Le 8 novembre 2018, une trentaine de fonds et fondations membres d’Un Esprit de Famille se sont réunis autour de quatre intervenants aux profils variés. Interviewés par Sabine Roux de Bézieux, ils ont partagé leurs expériences et répondu aux interrogations des membres.

Un académique : Kévin André, cofondateur de Kawaa et expert associé à la Chaire entrepreneuriat social de l’Essec.
Kévin André, cofondateur de Kawaa et expert associé à la Chaire entrepreneuriat social de l'Essec,

D’un point de vue académique, il existe trois manières d’aborder l’étude d’impact :

  1. approche philosophique : D’un côté, de nombreux économistes considèrent que le développement humain ne peut être mesuré. De l’autre, ce qui n’est pas mesuré n’existe pas. Sans céder à la “mythologie du chiffre”, comme disait Edgar Morin, l’Indice de Développement Humain doit être mesuré pour faire exister les valeurs sociales à côté des valeurs financières. L’IDH est parfaitement imparfait mais néanmoins nécessaire.
  2. approche méthodologique : Il existe de nombreuses méthodes adaptées à chaque stade d’avancement et d’enjeu stratégique :
    • d’abord le contrôle quantitatif pour comprendre le besoin auquel au répond,
    • puis lorsque le projet financé est très mur, une approche de randomisation par groupes de comparaisons et d’échantillonnage,
    • et entre les deux, la méthode classique de suivi par indicateurs pour comprendre la rentabilité sociale du projet, et une approche de monétarisation pour mesurer le coût évité (SROI).
  3. approche stratégique : La mesure d’impact challenge la raison d’être de l’entreprise et l’oblige à se poser la question de son utilité.

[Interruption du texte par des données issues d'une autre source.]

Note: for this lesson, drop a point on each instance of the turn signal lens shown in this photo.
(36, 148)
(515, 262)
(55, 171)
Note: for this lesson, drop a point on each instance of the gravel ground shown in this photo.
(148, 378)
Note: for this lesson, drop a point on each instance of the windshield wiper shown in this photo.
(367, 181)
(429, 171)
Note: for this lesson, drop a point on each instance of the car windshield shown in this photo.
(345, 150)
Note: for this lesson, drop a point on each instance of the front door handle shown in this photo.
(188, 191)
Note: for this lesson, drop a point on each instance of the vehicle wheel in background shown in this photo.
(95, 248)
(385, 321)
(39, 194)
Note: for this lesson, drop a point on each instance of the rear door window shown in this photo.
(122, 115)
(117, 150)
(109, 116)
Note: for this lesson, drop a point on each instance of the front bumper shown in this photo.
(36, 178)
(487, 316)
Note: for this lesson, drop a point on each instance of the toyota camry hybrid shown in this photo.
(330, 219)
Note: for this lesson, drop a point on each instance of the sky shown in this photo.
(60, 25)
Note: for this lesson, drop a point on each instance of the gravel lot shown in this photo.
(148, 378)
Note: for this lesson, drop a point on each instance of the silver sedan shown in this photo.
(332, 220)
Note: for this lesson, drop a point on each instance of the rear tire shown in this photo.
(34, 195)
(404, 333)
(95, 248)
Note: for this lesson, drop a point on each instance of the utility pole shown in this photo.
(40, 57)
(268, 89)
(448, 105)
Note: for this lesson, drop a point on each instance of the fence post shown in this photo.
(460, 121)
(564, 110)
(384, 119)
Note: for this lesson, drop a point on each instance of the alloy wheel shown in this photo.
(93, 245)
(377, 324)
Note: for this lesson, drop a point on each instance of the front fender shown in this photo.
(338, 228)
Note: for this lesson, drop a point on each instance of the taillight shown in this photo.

Vous avez fondé une entreprise sociale : une mise en pratique concrète de ce vous avez enseigné à l’Essec pendant des années ?

Kawaa est une start up qui se propose de préserver et développer le lien social dans un monde de plus en plus numérique qui paradoxalement nous connecte mais ne nous relie pas. Notre enjeu est d’abord de stabiliser notre modèle économique et nous mettons pour l’instant de côté la mesure d’impact. En revanche, en tant qu’entreprise sociale, il nous faudra bien se prouver à nous même, à la société, et à nos investisseurs qu’on est utiles au regard de cet sujet sociétal.

Une praticienne : Emeline Stievenart, directrice associée de Kimso, cabinet de stratégie et impact social.
Emeline Stievenart, directrice associée de Kimso, cabinet de stratégie et impact social

Concrètement, comment faire simple et utile quand on a un projet ?

  • Avec un porteur de projet :
    • On commence par une phase de cadrage descriptive et qualitative : se projeter dans la restitution des résultats et clarifier la raison pour laquelle on va se lancer dans une démarche d’impact social qui est chronophage et coûte cher.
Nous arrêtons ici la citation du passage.